Yasser Ahmed Al Basyouni, 31, has bitter memories of his wedding celebration, paid for with a credit. "I didn't have the money to rent a hall or to prepare food for the guests, as is the tradition in our Palestinian society. I am the eldest of my family, so I had to bring joy to our house. But the joy turned into tears," he told The National.

In April 2017, this salesman in a clothing store borrowed 25,000 shekels (about $7,000) to organise his union. "Sometimes the owner of the money-lending association sympathised with me because of my intermittent work and pushed back my payments by a month or two. Sometimes not. When I was first arrested, they kept me in jail until I paid the amount due that month,” Mr Basyouni explained.

He was then forced to sell the gold he had offered to his wife as a dowry - but even that wasn’t enough. He said he was arrested a total of six times, each for a period of less than a day, and is now debt free.

"The judge did not take into account my financial situation. I was very disappointed. I hope that no young man will deal with these companies ever again.”

In recent days, Gazans took to social media to express their outrage that thousands of grooms are allegedly wanted by the police for failing to pay back their debts. “Marriage has become an ambush,” one local journalist wrote.

However, the coronavirus has brought some good news to jailed spouses.
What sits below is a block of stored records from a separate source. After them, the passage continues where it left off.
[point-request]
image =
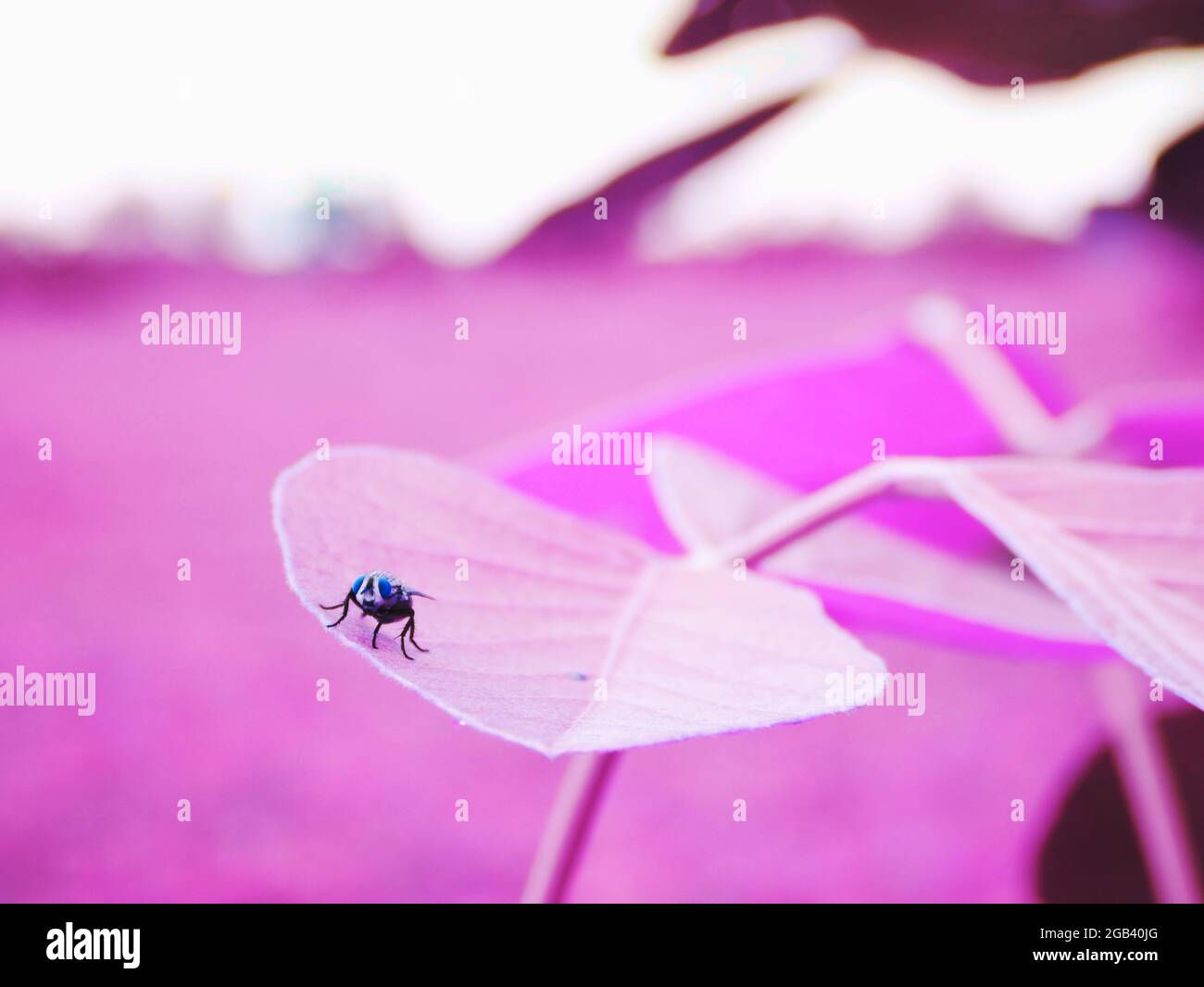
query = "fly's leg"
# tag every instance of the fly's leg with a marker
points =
(345, 605)
(410, 629)
(401, 637)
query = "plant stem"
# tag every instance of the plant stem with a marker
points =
(819, 506)
(1148, 786)
(569, 827)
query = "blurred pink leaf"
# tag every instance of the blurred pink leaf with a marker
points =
(707, 500)
(1122, 545)
(553, 612)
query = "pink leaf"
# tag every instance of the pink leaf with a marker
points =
(1122, 545)
(553, 612)
(707, 500)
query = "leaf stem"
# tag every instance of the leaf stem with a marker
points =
(567, 830)
(1148, 786)
(813, 509)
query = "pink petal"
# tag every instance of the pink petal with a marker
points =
(552, 606)
(709, 498)
(1122, 545)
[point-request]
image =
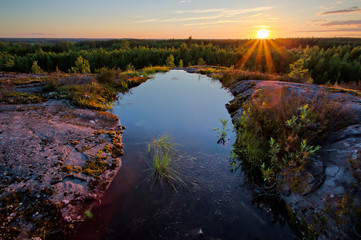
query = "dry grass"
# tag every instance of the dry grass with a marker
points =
(280, 130)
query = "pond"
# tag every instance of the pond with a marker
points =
(215, 203)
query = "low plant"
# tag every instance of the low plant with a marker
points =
(222, 133)
(162, 152)
(279, 131)
(152, 70)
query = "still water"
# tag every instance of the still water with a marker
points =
(215, 203)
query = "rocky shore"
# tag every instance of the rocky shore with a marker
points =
(323, 209)
(56, 161)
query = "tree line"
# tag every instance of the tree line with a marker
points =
(327, 60)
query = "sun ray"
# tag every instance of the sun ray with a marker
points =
(247, 55)
(276, 47)
(269, 60)
(259, 56)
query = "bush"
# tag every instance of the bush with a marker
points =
(81, 66)
(36, 69)
(170, 61)
(279, 131)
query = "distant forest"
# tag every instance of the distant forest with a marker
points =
(329, 60)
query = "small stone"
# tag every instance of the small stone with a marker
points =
(332, 171)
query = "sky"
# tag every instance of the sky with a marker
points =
(166, 19)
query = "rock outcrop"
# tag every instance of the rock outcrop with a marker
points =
(332, 178)
(56, 160)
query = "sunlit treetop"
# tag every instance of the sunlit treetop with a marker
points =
(263, 33)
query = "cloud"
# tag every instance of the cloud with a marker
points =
(210, 23)
(146, 20)
(342, 11)
(38, 34)
(335, 30)
(337, 23)
(220, 14)
(201, 11)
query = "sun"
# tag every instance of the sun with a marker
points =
(263, 33)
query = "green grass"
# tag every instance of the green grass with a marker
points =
(162, 152)
(279, 131)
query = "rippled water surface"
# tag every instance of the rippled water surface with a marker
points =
(214, 201)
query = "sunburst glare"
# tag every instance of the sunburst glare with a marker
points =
(263, 33)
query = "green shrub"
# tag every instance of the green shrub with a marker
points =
(279, 131)
(36, 69)
(170, 61)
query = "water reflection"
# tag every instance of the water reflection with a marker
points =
(215, 203)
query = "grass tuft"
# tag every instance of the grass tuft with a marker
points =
(162, 152)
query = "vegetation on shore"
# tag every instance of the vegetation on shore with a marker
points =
(95, 91)
(280, 131)
(327, 60)
(162, 152)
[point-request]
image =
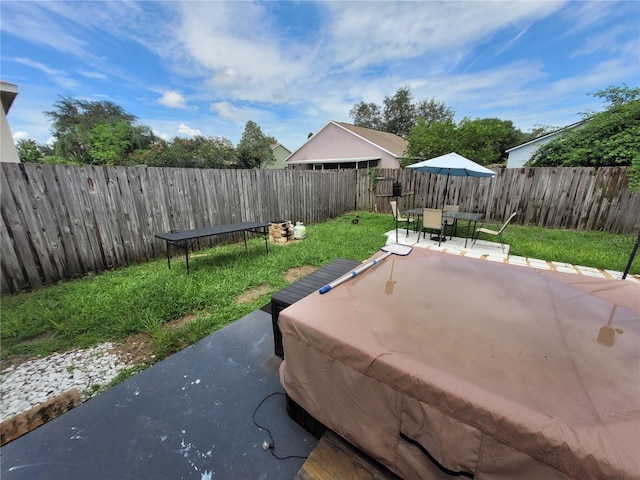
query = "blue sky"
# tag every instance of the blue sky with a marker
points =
(205, 67)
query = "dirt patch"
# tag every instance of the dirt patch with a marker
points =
(137, 349)
(253, 294)
(297, 273)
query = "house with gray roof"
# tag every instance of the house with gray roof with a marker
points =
(341, 145)
(519, 155)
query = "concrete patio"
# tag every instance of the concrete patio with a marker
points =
(493, 252)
Due to the pandemic, 1200 inmates deemed not to represent a threat to society were released from prisons to avoid an outbreak, a prison administration spokesman told The National. Among them were many grooms crippled with debt.
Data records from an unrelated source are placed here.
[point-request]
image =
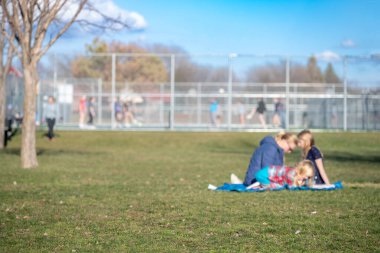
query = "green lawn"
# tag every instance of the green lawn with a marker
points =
(147, 192)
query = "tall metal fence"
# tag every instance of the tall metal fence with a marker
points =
(207, 92)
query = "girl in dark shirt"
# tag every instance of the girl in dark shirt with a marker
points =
(311, 152)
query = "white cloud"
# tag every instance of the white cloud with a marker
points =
(348, 43)
(107, 8)
(328, 56)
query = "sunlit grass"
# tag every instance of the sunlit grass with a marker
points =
(147, 192)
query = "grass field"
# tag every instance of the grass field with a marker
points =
(147, 192)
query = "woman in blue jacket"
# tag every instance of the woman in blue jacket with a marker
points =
(270, 152)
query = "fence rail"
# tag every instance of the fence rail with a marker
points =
(216, 92)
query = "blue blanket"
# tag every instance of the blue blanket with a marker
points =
(242, 188)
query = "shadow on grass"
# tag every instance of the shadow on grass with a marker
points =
(352, 157)
(51, 152)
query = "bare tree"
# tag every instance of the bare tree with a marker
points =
(6, 55)
(37, 25)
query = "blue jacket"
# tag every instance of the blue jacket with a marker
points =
(269, 153)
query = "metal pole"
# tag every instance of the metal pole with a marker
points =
(100, 96)
(230, 59)
(199, 109)
(287, 92)
(161, 115)
(172, 101)
(345, 94)
(113, 91)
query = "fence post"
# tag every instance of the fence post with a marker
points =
(287, 92)
(172, 76)
(345, 94)
(199, 103)
(230, 59)
(113, 91)
(100, 104)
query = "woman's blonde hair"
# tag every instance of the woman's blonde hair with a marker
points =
(290, 137)
(305, 169)
(306, 134)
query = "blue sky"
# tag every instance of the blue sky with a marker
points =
(261, 27)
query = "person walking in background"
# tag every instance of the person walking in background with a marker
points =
(118, 109)
(82, 111)
(214, 113)
(241, 112)
(278, 119)
(91, 110)
(50, 116)
(260, 109)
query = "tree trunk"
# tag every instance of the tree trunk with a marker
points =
(28, 138)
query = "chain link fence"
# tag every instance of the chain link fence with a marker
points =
(207, 92)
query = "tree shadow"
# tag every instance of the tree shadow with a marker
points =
(352, 157)
(50, 152)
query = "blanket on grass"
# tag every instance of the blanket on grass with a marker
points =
(242, 188)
Anyone who fails to pay back his loans once the crisis is over will risk being jailed again. The law provides for a maximum jail time of 91 days per year for debt-default cases.

With the money they were able to save, Rawan and Moamen plan to set up their own apartment on the first floor of the family home. "I have no regrets, it was the right decision," said Moamen. “A marriage is a marriage, with or without the joy of a big celebration.”